1. Interposition mechanisms

Extrae takes advantage of multiple interposition mechanisms to add monitors into the application. No matter which mechanism is being used, the target is the same, to collect performance metrics at known applications points to finally provide the performance analyst a correlation between performance and the application execution. Extrae currently uses the following interposition mechanisms:

1.1 Linker preload (LD_PRELOAD)

Most of the current operating systems allow injecting a shared library into an application before the application gets actually loaded. If the library that is being preloaded provides the same symbols as those contained in shared libraries of the application, such symbols can be wrapped in order to inject code in these calls. In Linux systems this technique is commonly known by using the LD_PRELOAD environment variable.
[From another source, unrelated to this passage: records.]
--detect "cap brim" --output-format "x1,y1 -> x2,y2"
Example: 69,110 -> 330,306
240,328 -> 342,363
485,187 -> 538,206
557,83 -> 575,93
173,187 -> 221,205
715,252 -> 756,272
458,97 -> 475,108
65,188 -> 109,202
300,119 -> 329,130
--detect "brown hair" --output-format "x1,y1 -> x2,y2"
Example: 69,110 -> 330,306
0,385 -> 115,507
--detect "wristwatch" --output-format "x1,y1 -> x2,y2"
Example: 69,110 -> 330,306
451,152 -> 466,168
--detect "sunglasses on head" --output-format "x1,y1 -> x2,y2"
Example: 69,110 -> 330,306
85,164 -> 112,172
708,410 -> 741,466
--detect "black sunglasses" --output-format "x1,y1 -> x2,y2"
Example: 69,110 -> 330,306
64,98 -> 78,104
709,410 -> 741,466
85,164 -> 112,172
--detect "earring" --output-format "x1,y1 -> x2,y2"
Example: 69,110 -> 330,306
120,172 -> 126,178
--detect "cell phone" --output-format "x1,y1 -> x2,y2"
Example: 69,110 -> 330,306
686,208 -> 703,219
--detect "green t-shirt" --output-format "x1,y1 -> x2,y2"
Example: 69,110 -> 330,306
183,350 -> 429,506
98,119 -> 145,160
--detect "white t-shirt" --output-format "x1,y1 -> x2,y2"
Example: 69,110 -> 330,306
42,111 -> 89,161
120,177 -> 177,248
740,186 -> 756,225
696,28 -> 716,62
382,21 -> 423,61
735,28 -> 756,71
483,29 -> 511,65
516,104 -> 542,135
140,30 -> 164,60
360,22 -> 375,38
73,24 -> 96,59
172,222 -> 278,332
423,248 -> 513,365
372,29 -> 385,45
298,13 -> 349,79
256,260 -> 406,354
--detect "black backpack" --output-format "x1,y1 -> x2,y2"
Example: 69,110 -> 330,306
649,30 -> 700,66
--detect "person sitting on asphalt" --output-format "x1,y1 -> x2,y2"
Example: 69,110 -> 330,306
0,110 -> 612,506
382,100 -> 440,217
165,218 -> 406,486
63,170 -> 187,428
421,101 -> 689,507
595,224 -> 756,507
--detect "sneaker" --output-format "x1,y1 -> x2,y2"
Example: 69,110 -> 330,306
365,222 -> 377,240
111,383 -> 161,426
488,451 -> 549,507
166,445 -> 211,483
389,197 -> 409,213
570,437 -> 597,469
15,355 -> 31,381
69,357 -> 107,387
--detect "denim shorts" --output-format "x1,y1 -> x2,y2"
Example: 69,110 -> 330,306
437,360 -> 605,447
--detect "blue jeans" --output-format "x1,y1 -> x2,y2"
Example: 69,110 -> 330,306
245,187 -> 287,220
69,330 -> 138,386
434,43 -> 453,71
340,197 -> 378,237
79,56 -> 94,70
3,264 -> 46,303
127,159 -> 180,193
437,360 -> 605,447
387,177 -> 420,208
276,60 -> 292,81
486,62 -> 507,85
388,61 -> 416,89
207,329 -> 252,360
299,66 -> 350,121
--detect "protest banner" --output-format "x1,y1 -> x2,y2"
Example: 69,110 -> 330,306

Extrae contains substitution symbols for many parallel runtimes, as OpenMP (either Intel, GNU or IBM runtimes), pthread, CUDA accelerated applications, and MPI applications.

1.2 DynInst

DynInst is an instrumentation library that allows modifying the application by injecting code at specific code locations. Although it originally allowed modifying the application code when the application was run, now it supports rewriting the binary of the application so the code injection is required only once. Extrae uses DynInst to instrument different parallel programming runtimes as OpenMP (either for Intel, GNU or IBM runtimes), CUDA accelerated applications, and MPI applications. DynInst also offers Extrae the possibility to easily instrument user functions by simply listing them in a file.

1.3 Additional instrumentation mechanisms

Extrae also takes the advantage of some parallel programming runtimes that have their own instrumentation (or profile) mechanisms available for performance tools. These not only include the widely-known Message Passing Interface (MPI) which provides the Profile-MPI (PMPI) layer, but also the CUPTI infrastructure to get information from CUDA devices or even the OpenCL profiling capabilities. There are some compilers that allow instrumenting application routines by using special compilation flags during compilation and link phases.

1.4 Extrae API

Finally, Extrae gives the user the possibility to manually instrument the application and emit its own events if the previous mechanisms do not fulfill the user's needs. The Extrae API is detailed in the Extrae user-guide documentation that accompanies the package.

2. Sampling mechanisms

Extrae does not only offer the possibility to instrument the application code, but also offers to use sampling mechanisms to gather performance data. While adding monitors into specific location of the application produces insight which can be easily correlated with source code, the resolution of such data is directly related with the application control flow. Adding sampling capabilities into Extrae allows providing performance information of regions of code which has not been instrumented.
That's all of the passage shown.